Choose high-fibre starchy carbohydrates
There’s this notion that carbohydrates are all bad, but it’s not true. Carbohydrates are a necessary part of a healthy meal. Whether you love vegetarian food or always order a chicken dinner from a place like McEwan Fine Foods, make sure you include a fair amount of carbohydrates in your daily diet.
You can base your meals on starchy carbohydrates that are high in fibre. These foods include whole grains, legumes, and vegetables. Eating a diet rich in fibre has many health benefits: it will help to regulate bowel movements, lower cholesterol levels, and control blood sugar levels. By adding more high-fibre starchy carbohydrates to your diet, you’ll be able to improve your overall health and well-being.
Eats lots and lots of fruits and vegetables
The importance of eating fruits and veggies cannot be stressed enough. Fruits and vegetables are important to a healthy lifestyle and should be incorporated into your daily meal.
Your diet should contain at least five portions of fruits and veggies. Fresh fruits and vegetables are the best, but if you can’t get your hands on fresh fruits and vegetables, you can opt for dried, juiced, canned, or frozen fruits and veggies.
It’s easy to get your daily recommended intake of fruits and vegetables. You can start by adding a banana to your breakfast cereal or swapping your usual mid-morning snack for a piece of fresh fruit. These simple changes can help you get the nutrients you need.
Eat more fish
You may not be a fan of fish, but did you know that fish is an excellent source of protein, minerals, and vitamins?
One portion of oily fish every day is more than enough to give your body all the minerals and vitamins it needs. Oily fish, such as salmon and mackerel, are high in omega-3 fatty acids and are known to protect heart health.
You can also opt for non-oily fish, and they include plaice, haddock, coley, cod, tuna, hake, and skate. Also, to reduce your intake of sodium, opt for fresh or frozen fish and season it with herbs and spices instead of salt.
Reduce the intake of saturated fat and sugar
You need some fat in your daily diet, but not too much. You should carefully consider the type of fat and the amount of fat you are taking every day.

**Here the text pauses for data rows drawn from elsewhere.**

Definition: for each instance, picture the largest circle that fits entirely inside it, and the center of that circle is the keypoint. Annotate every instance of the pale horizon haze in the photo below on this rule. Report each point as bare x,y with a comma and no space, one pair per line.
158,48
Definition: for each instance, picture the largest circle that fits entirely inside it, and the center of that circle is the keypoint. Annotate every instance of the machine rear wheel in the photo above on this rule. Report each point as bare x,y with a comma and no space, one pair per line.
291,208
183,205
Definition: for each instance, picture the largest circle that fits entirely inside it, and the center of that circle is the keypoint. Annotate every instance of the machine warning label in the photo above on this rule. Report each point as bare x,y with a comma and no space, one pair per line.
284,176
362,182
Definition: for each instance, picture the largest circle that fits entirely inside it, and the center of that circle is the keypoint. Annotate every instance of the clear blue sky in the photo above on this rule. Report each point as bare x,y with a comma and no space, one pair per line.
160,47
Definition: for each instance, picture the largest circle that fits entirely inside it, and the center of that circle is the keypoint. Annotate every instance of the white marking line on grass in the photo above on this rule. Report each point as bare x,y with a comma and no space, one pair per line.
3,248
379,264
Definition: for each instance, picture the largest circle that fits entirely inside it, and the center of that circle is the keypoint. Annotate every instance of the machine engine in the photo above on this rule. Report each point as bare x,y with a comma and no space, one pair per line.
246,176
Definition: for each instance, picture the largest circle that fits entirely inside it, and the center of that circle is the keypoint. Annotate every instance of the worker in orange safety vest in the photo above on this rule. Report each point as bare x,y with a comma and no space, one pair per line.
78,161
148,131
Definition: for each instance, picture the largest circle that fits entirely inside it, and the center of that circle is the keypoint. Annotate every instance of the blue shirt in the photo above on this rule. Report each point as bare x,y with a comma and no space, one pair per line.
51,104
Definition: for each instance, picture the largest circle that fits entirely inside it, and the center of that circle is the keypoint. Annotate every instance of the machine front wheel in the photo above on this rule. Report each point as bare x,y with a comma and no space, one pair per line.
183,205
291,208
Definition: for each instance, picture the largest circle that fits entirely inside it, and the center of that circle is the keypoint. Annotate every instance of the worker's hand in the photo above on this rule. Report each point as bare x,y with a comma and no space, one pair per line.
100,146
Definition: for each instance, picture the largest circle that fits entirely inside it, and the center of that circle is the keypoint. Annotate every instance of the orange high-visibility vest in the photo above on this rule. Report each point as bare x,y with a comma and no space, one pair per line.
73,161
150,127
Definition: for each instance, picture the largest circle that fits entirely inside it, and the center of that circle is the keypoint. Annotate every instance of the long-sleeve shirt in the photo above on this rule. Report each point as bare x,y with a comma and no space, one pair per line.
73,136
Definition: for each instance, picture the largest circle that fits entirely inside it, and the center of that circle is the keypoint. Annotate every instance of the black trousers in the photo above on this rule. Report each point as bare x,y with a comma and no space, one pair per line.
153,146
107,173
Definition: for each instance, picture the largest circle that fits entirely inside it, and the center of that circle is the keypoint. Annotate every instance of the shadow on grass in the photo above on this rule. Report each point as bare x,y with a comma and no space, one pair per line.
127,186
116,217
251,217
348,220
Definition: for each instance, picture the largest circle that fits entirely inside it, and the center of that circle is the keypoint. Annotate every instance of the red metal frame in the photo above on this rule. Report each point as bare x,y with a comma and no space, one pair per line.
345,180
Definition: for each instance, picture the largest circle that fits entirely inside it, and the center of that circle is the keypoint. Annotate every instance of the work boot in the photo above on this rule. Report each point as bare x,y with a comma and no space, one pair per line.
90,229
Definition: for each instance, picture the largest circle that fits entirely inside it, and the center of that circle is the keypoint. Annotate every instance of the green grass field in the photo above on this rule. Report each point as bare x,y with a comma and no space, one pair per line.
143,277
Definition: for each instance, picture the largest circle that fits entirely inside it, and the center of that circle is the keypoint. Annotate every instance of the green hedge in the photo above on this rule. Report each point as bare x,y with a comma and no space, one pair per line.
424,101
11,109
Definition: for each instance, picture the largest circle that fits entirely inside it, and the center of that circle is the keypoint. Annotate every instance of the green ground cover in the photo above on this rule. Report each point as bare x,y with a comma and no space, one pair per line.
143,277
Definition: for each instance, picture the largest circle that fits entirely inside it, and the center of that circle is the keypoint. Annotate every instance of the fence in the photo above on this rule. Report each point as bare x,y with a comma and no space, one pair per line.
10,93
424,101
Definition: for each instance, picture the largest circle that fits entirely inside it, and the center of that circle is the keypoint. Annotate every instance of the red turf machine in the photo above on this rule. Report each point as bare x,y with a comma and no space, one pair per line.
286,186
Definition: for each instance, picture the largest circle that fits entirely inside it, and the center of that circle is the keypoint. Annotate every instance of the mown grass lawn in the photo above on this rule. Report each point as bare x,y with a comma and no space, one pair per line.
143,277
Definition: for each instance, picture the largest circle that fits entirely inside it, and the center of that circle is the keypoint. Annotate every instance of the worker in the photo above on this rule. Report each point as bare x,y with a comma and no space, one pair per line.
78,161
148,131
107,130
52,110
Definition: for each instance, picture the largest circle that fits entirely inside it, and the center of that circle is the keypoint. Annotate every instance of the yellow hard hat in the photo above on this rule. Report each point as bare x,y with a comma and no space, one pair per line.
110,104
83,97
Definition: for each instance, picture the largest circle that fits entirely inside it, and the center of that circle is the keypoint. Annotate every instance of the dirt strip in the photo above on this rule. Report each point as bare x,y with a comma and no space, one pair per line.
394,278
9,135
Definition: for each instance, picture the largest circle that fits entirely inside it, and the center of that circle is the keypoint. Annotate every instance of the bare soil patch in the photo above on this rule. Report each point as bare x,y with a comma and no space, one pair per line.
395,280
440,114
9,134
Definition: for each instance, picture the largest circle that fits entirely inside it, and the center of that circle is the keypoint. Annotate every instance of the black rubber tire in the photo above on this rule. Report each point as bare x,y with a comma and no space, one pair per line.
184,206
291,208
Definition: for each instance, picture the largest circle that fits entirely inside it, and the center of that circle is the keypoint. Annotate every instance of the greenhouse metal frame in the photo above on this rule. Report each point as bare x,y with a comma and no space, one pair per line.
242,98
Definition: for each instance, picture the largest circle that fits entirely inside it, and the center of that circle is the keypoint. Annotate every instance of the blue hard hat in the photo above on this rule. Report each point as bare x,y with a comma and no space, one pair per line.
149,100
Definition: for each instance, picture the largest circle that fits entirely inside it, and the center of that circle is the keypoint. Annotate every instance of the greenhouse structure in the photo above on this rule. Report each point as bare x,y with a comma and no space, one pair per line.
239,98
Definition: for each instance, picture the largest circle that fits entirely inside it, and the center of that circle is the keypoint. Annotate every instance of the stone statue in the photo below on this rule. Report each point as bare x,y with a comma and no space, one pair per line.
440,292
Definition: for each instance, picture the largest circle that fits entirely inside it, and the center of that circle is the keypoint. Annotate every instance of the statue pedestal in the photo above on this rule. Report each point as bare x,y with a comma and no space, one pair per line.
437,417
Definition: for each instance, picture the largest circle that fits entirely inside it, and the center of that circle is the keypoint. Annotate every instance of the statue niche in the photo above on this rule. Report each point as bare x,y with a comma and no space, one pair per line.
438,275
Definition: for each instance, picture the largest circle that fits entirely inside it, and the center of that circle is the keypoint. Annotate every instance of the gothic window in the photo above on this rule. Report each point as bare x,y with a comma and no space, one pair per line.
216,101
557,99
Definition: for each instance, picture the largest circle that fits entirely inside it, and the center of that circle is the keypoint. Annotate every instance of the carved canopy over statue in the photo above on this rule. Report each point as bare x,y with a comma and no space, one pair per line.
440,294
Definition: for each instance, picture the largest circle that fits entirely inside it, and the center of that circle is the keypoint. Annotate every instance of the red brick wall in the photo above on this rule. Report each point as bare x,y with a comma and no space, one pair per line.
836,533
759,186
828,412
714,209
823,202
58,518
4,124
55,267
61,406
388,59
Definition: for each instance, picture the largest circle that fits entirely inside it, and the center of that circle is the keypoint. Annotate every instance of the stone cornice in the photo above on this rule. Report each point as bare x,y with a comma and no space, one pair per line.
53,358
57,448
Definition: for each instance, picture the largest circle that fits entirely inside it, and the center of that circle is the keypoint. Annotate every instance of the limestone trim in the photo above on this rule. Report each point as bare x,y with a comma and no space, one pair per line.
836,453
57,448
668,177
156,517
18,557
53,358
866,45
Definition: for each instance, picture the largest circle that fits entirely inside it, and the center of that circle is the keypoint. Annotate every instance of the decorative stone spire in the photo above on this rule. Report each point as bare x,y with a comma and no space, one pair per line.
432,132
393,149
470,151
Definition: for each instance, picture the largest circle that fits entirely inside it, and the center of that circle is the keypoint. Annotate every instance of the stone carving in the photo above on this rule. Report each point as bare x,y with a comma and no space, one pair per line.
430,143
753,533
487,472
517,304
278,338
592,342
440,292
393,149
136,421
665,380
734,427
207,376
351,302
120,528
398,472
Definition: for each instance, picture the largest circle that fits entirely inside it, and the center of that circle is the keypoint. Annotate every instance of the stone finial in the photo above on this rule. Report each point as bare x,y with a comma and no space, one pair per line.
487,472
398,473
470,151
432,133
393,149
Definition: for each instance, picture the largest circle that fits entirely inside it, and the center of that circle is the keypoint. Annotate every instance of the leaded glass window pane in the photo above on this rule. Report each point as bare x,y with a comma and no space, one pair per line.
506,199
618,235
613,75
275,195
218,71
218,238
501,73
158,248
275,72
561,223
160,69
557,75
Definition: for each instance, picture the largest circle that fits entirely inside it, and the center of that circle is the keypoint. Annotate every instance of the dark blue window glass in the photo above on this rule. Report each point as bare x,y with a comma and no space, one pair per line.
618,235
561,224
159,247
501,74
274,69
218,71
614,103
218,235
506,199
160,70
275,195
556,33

You have both saturated and unsaturated fat. Keep in mind that consuming too much-saturated fat can raise the level of cholesterol in the blood, which can, in turn, increase the risk of heart disease. As a general rule, men shouldn’t consume any more than 30 grams of saturated fat, and women should stick to a limit of 20 grams per day. While these amounts would work for any healthy individual, it would be best to consult with a doctor first and determine the appropriate amount of saturated fat for your specific needs.
Eating and drinking sugary foods and beverages on a regular basis can increase the risk of obesity and tooth decay. It is important that you limit the amount of sugar in your diet and choose healthier alternatives.
Don’t eat too much salt
Consuming too much salt can raise blood pressure levels, which can increase the risk of heart disease and stroke.
Many processed and packaged foods contain high amounts of salt. Reading food labels and choosing products with less than 1.5 grams of salt per 100 grams can help you reduce your salt intake. Adults and children over the age of 11 should consume no more than 6 grams of salt per day, while younger children should have even less.